I was pulled out of a class once a week—I can't remember which—to attend something called "High Potential." Every week at the appointed time, I would raise my hand. "Yes?" the teacher (male) would say.

"I have to go now."

"Oh? Where do you have to go?"

"To my HP class."

"What does 'HP' stand for?" he'd say, even though I did this every week, and even though he already knew.

"Um, high potential."

"You think you have higher potential than the other kids in this class?"

"No," I'd say, my face turning red. "I don't know."

"Well, someone apparently thinks that you do." And I would just stare at him, stupid in my owl glasses and bad short hair and red face. "Well, what are you waiting for? GO!"

And that, my friends, is some of what I can recall of junior high school. The idea of my own children having to be dropped into such scenarios makes my head hurt. But I have to say that the school I visited did not at all appear to be the same sort of lawless jungle that mine was. But we'll see, right?

We'll see.


Gladys said...

that last teacher was an asshole. a power-tripper. if he was a good person, he'd never have humiliated you or any kid, especially a non-troublemaker who he knew wouldn't talk back. if he didn't agree with HP, he ought to have done something about it himself with the adults in charge. asshole. i really want to say worse things, but i'll refrain.

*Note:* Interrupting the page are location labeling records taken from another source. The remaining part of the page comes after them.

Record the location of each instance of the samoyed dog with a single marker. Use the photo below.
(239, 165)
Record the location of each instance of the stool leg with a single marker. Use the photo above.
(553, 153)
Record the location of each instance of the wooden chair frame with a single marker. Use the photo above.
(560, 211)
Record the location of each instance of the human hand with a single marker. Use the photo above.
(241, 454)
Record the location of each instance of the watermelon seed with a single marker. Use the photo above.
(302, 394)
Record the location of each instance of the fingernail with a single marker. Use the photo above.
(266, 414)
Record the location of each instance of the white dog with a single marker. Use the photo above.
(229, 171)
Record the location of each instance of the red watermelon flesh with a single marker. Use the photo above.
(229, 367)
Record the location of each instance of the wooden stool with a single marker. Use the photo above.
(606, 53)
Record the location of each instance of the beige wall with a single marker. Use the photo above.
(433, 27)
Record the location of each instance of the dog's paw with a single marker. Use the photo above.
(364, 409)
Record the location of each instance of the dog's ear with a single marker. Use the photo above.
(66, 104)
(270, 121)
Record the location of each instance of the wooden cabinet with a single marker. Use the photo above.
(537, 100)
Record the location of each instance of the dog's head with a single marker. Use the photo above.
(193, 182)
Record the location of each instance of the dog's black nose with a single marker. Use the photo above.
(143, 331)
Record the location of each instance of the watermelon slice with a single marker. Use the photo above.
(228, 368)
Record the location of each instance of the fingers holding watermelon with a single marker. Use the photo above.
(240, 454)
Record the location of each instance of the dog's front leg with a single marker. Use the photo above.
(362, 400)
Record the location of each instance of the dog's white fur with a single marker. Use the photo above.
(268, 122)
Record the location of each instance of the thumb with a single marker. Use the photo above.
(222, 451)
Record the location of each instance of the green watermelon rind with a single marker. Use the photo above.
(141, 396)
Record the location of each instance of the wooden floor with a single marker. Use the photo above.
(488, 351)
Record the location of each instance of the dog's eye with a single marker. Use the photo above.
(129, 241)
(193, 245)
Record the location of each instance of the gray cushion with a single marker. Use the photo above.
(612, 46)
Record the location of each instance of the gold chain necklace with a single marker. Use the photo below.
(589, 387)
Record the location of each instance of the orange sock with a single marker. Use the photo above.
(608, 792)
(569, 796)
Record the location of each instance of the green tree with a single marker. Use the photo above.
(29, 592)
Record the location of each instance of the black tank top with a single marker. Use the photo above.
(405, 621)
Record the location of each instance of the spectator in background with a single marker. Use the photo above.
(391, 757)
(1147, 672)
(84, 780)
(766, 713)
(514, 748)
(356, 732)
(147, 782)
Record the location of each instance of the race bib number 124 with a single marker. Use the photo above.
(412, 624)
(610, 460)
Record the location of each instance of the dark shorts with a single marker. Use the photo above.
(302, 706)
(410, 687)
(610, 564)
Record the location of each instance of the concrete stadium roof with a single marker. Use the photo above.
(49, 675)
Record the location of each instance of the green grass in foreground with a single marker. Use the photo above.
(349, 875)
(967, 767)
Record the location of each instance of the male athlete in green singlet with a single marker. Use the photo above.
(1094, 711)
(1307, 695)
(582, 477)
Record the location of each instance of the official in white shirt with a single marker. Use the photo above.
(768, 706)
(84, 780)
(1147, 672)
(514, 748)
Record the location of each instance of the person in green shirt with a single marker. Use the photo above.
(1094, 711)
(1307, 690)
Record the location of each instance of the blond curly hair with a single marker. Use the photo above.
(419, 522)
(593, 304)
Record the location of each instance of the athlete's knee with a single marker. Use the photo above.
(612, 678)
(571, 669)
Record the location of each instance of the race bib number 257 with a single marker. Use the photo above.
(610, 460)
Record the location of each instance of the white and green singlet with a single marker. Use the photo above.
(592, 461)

anyway, sorry. i remember teachers like that. that they have so much power over children enrages me.

ver said...

He was one of those people who clearly hated what he did for a living. At the time, he was a real puzzle to me; I couldn't figure out why he was so mean. And I still can't remember what subject he "taught."

JODI said...

Having done the middle school experience as a parent x3 I feel the need to assure you middle school isn't like that anymore. Bullying is taken much more serious than it was back in our middle school days and kids with "high potential" are celebrated, looked up to and envied. That is not to say middle school is not without its doses of drama and trauma--I attest hormones to any unacceptable behaviors--and girls are the worst. But, in the end, middle school helps to begin to form young people in to who they are to become. Remember this: everyone is popular within there own group of friends. And that is what matters most [in middle school]!!